Data->PageRead = MmGetPhysicalAddress(OriginalFunctionBackupAligned);
Data->PageExec = MmGetPhysicalAddress(OriginalFunctionAligned);

[assemblyw0t]

Addresses seem fine. Debug output:

13:45:31.395 INF #3 4 32 System OriginalFunctionBackupAligned 77e0a000 13:45:31.395 INF #3 4 32 System OriginalFunctionAligned fc4c9000

But once I try to pass them through,

ia32_asm_vmx_vmcall(0xc1, (uint64_t)OriginalFunctionBackupAligned, (uint64_t)OriginalFunctionAligned, 0);

Big fat BSOD.

Edit: I found my problem.
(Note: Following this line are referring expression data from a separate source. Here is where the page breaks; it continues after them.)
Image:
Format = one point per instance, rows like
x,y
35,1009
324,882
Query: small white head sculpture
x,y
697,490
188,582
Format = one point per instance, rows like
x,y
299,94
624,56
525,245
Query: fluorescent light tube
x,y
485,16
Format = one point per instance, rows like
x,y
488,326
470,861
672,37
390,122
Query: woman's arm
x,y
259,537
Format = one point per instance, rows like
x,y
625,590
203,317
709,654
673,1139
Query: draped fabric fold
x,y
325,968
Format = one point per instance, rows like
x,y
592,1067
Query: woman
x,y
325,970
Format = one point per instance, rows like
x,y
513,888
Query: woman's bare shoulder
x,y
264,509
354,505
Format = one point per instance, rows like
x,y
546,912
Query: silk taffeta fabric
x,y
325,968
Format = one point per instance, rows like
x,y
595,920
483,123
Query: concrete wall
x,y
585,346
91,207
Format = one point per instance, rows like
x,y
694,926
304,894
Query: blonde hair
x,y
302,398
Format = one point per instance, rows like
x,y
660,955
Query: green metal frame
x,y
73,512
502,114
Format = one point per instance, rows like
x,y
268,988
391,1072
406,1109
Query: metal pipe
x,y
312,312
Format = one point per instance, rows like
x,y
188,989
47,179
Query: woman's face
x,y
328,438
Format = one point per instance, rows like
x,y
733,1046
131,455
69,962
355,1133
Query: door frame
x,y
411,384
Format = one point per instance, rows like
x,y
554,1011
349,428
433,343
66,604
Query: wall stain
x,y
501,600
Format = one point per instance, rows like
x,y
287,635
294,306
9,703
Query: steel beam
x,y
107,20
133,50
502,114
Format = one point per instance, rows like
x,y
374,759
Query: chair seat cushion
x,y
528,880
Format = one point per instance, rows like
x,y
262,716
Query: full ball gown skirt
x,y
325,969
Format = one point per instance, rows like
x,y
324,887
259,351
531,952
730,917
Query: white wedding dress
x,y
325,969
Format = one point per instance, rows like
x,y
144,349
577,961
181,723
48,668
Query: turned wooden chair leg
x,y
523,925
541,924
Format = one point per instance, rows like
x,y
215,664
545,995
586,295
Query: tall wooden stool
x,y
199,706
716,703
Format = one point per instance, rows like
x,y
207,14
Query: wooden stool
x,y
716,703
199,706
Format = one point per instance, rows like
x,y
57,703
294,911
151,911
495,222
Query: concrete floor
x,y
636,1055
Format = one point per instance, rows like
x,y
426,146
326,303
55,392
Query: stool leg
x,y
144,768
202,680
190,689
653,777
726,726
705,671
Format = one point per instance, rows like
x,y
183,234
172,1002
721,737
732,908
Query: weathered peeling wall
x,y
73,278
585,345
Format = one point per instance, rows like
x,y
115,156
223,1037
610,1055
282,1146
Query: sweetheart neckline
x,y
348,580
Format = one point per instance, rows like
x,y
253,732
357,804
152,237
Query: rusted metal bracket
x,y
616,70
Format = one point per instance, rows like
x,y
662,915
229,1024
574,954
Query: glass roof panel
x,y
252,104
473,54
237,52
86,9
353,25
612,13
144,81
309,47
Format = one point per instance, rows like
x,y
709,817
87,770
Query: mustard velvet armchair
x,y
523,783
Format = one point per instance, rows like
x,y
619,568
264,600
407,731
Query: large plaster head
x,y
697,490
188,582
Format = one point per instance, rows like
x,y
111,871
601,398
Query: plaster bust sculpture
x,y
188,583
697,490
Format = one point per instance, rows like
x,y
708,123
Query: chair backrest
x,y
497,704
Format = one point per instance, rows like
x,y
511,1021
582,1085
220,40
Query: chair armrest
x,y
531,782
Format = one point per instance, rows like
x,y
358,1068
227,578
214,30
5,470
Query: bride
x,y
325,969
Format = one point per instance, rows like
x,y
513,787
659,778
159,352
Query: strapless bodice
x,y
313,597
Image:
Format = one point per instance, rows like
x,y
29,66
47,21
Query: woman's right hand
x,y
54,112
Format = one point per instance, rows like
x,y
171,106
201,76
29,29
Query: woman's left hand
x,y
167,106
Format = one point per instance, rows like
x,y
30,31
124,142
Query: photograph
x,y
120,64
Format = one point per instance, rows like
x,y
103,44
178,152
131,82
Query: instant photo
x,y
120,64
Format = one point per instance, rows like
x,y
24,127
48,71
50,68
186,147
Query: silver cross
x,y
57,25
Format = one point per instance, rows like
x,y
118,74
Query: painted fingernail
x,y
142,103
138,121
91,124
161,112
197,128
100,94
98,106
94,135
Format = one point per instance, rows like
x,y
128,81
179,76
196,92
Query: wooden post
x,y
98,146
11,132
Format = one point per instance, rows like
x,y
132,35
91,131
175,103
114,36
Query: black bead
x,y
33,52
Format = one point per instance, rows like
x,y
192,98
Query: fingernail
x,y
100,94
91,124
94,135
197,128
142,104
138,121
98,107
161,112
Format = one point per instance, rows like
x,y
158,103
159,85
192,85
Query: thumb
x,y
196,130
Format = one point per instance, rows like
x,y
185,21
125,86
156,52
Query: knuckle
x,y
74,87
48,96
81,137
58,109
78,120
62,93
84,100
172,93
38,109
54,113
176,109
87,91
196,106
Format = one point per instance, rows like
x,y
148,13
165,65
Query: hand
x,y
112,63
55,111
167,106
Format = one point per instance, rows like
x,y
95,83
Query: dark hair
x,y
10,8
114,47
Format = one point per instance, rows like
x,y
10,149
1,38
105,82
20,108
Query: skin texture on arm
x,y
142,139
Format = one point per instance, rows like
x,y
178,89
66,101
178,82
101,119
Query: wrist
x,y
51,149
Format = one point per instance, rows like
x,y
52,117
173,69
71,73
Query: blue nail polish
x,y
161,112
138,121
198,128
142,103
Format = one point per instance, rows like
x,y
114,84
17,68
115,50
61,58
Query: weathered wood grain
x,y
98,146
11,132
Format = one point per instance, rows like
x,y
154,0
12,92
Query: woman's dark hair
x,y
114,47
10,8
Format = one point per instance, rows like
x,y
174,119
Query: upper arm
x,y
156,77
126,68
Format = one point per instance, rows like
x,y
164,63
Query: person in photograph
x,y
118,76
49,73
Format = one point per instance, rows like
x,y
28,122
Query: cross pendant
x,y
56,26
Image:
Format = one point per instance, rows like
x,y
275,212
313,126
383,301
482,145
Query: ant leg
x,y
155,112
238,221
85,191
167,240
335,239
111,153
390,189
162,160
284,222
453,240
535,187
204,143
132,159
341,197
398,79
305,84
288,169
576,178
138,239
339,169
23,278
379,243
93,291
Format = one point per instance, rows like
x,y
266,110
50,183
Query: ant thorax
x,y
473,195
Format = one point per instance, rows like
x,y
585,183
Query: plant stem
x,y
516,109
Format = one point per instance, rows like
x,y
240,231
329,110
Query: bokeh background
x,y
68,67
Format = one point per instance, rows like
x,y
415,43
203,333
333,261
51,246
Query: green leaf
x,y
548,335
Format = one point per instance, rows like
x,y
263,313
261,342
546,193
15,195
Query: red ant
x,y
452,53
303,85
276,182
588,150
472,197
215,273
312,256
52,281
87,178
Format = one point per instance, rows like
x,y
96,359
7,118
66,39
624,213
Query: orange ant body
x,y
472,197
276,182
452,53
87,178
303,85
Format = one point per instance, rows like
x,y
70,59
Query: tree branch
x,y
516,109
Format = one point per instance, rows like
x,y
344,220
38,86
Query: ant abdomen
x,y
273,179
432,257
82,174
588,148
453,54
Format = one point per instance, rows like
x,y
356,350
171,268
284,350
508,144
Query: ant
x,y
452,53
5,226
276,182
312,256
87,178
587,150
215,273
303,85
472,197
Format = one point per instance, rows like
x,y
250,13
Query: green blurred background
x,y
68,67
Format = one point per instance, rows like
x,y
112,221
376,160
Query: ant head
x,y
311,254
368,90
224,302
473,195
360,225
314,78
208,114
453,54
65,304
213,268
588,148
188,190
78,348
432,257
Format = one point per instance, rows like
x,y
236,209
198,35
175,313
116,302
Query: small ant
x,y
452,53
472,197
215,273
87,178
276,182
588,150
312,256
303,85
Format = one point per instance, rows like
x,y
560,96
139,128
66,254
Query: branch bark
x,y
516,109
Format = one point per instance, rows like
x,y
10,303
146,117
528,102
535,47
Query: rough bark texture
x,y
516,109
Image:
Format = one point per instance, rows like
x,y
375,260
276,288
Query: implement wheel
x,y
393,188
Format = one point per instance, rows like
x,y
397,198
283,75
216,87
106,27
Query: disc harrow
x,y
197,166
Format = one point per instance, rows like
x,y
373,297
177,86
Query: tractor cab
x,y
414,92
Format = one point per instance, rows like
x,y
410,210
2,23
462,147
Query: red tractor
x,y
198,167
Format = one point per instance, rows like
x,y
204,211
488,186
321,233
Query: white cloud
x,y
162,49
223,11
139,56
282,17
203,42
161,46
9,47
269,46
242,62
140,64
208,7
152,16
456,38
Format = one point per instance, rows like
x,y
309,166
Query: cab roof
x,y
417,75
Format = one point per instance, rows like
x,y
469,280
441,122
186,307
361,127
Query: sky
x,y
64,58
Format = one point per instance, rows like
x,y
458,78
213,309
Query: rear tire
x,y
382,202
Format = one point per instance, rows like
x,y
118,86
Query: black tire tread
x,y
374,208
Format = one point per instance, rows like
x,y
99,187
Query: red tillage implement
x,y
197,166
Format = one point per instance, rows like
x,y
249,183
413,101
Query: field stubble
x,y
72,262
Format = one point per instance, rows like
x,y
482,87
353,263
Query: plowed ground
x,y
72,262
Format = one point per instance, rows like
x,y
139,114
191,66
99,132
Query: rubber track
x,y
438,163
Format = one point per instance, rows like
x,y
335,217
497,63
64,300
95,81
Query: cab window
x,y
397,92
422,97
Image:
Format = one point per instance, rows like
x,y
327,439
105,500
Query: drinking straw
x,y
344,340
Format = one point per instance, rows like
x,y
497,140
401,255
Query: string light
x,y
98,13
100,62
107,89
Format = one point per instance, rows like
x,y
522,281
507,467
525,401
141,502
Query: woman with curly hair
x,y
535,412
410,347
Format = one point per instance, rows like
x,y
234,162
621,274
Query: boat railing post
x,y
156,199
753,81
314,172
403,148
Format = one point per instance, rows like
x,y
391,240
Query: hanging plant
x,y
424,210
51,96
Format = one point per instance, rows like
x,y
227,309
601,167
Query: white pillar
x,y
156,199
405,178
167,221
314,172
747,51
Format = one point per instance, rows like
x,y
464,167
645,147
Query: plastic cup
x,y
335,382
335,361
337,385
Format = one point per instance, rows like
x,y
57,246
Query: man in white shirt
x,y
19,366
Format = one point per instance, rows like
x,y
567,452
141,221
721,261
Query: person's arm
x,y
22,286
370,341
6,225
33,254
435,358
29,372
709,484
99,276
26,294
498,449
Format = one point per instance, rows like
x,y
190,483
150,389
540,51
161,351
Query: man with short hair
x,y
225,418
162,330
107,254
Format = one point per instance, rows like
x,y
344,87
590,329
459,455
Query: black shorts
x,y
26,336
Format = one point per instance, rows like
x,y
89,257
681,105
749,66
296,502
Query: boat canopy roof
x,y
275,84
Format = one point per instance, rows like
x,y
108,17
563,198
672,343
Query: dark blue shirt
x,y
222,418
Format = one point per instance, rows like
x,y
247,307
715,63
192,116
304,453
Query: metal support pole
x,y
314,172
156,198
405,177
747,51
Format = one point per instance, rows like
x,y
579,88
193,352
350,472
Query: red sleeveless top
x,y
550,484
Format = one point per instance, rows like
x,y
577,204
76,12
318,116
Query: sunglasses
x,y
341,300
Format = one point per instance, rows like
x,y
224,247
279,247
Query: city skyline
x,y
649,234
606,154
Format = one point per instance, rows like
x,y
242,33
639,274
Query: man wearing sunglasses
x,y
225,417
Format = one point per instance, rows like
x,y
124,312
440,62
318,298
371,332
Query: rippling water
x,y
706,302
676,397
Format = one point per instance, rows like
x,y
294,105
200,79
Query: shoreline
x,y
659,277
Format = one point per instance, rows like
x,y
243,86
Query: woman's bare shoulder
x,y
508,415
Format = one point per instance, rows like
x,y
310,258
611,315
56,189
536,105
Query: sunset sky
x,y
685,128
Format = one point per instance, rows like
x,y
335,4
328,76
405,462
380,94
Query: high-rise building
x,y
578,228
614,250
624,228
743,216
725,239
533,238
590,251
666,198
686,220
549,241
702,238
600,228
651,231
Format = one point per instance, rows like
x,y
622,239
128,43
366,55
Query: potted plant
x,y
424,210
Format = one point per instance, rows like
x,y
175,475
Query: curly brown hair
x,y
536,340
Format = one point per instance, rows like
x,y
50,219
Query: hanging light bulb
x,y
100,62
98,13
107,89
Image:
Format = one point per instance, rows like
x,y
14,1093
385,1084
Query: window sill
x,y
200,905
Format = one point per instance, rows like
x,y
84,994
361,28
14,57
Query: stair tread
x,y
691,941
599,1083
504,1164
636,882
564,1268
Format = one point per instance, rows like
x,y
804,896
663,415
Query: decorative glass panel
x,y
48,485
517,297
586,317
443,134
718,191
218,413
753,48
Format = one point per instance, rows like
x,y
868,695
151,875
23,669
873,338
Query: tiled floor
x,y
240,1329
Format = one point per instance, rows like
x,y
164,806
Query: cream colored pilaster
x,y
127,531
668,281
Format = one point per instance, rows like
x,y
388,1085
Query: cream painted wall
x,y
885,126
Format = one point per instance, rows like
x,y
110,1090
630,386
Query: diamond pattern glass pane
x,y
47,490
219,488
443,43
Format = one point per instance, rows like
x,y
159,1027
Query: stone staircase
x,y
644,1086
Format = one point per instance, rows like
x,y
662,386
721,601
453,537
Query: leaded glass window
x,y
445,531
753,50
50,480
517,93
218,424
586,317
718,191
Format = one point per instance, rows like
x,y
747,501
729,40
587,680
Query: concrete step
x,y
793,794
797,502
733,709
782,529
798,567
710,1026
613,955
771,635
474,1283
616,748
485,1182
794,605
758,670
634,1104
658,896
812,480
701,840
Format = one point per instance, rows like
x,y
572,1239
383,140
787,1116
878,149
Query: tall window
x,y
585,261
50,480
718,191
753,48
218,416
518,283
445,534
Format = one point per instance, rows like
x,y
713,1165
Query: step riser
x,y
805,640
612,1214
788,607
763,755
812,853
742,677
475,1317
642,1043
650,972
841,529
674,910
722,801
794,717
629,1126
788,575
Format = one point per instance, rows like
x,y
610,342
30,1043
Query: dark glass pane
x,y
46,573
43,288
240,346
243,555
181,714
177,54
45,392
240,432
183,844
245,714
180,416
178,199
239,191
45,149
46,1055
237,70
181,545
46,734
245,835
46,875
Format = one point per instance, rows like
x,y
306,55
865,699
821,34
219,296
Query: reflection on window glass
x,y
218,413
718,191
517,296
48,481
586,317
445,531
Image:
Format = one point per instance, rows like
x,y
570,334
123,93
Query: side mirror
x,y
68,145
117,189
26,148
As I thought, I am actually dumb. I wasn't properly calling it for each core. Thank you all for your help.

[DebugBuggin]

literally just replacing

 Data->PageRead = MmGetPhysicalAddress(Context->RdxAsPointer);
  Data->PageExec = MmGetPhysicalAddress(Context->R8AsPointer);

with

  Data->PageRead = MmGetPhysicalAddress(OriginalFunctionBackupAligned);
   Data->PageExec = MmGetPhysicalAddress(OriginalFunctionAligned);

then using the usermod tool, worked fine for me. The example btw only hides 1 page so after you get this working you have to modify the code to support multiple hidden pages, which i'm working on rn.

[assemblyw0t]

@wbenny Sorry to bother you again. I ran into a bit of a dilemma and was hoping to get some insight. I decided to go the HyperPlatform method route you recommended with the software breakpoint hooking, but I can't seem to catch the exception? I BSOD at the 0xCC instruction without being able to redirect execution to my detour function. I'm doing as follows:

void vmexit_custom_handler::handle_exception_or_nmi(vcpu_t& vp) noexcept
{

  auto interrupt = vp.exit_interrupt_info();

  switch (interrupt.type())
  {

  case vmx::interrupt_type::software_exception:
    switch (interrupt.vector())
    {
    case exception_vector::breakpoint:

      if (vp.guest_rip() == IofCallDriver_Address)
      {
        vp.guest_rip(reinterpret_cast<uintptr_t>(&Detoured_IofCallDriver));
      }
      break;

    default:
      break;
    }
  default:
    break;
  }

  vp.inject(interrupt);
  vp.suppress_rip_adjust();
}

Is there something obvious that I am missing here?

[wbenny]

I see two possible issues: First, ensure that that breakpoint is set in the exception bitmap:

  // Inside vmexit_handler::setup() method:
  auto exception_bitmap = vmx::exception_bitmap_t{};
  exception_bitmap.breakpoint = true;
  vp.exception_bitmap(exception_bitmap);

Second, you don't probably want to reinject the breakpoint exception, when you handle it your way:

      if (vp.guest_rip() == IofCallDriver_Address)
      {
        vp.guest_rip(reinterpret_cast<uintptr_t>(&Detoured_IofCallDriver));
        vp.suppress_rip_adjust();
        return;
      }
      break;

[assemblyw0t]

That is some crazy fast response time. :) Thank you! I made the changes you suggested. Unfortunately, now I am freezing immediately into an eventual DPC_WATCHDOG_VIOLATION BSOD. But it has at least given me some more wiggle room to experiment. Much appreciated!

[assemblyw0t]

I ruled out the problem being in the function I'm attempting to detour into. Seems that regardless of what I change the instruction pointer to I just immediately freeze permanently. Strange...

[nicholaskunes]

@wbenny Any plans to implement this feature or should we implement it locally? It's been a few months and just wondering if you'll be pushing out an official version or if I should just start implementing a local version.

[ScalletaZ]

I got this working, but not sure if he wants me to share how, I can say though it's extremely simple.

Hi, I'm work on kernel hook and I just got multi pages, can u help me with kernel hook stuff?